Analyzing Analyzers to Build the Right Search Index for Your App
Rate this tutorial
“Why am I not getting the right search results?”
So, you’ve created your first search query. You are familiar with various Atlas Search operators. You may have even played around with score modifiers to sort your search results. Yet, typing into that big, beautiful search bar still isn’t bringing you the results you expect from your data. Well, It just might be your search index definition. Or more specifically, your analyzer.
You may know Lucene analyzers are important—but why? How do they work? How do you choose the right one? If this is you, don’t worry. In this tutorial, we will analyze analyzers—more specifically, Atlas Search indexes and the Lucene analyzers used to build them. We’ll define what they are exactly and how they work together to bring you the best results for your search queries.

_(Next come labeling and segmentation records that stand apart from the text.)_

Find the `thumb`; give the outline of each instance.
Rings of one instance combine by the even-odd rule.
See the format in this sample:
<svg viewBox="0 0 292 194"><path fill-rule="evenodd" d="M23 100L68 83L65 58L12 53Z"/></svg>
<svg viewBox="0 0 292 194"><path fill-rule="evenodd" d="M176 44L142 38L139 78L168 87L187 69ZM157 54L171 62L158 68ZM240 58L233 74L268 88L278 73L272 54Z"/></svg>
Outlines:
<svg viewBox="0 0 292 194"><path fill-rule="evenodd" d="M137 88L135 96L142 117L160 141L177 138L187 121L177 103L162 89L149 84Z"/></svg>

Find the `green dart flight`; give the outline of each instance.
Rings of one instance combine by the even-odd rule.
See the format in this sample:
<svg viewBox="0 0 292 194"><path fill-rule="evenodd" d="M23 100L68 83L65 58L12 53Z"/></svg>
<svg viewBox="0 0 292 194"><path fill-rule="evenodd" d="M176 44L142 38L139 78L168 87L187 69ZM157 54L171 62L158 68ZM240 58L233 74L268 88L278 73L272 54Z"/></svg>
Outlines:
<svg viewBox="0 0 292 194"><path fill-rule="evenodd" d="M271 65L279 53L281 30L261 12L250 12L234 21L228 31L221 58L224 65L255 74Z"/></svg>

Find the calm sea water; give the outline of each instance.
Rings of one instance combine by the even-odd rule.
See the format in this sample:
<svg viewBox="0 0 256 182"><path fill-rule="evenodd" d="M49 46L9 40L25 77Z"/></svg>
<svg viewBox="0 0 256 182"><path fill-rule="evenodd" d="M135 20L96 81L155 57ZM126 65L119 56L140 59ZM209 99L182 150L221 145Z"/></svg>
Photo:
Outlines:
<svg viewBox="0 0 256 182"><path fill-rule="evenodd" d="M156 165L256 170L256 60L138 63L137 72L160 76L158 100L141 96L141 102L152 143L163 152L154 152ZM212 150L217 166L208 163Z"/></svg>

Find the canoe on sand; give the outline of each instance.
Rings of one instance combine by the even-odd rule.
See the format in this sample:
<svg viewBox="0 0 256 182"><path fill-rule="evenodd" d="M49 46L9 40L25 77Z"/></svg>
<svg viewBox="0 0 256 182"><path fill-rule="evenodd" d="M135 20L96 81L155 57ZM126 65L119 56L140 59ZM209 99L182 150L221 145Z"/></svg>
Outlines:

Expect to explore the following questions:
- What is a search index and how is it different from a traditional MongoDB index?
- What is an analyzer? What kinds of analyzers are built into Atlas and how do they compare to affect your search results?
- How can you create an Atlas Search index using different search analyzers?
By the end, cured of your search analysis paralysis, you’ll brim with the confidence and knowledge to choose the right analyzers to create the best Atlas Search index for your application.
So, what’s an index? Generally, indexes are special data structures that enable ultra-fast querying and retrieval of documents based on certain identifiers.
Every Atlas Search query requires a search index. Actually, it’s the very first line of every Atlas Search query.
Let’s explore the differences by walking through an example. Say we have a set of MongoDB documents that look like this:
If we were to search through these documents’ sentence fields for the text:
“It was the best of times, it was the worst of times.” -A Tale of Two Cities, Charles Dickens
Atlas Search would break down this text data into these seven individual terms for our inverted index :
it - was - the - best - of - times - worst
Next, Atlas Search would map these terms back to the original MongoDB documents’ _id fields as seen below. The word “it” can be found in document with _id 4. Find “the” in documents 2, 3, 4, etc.
So essentially, an inverted index is a mapping between terms and which documents contain those terms. The inverted index contains the term and the _id of the document, along with other relevant metadata, such as the position of the term in the document.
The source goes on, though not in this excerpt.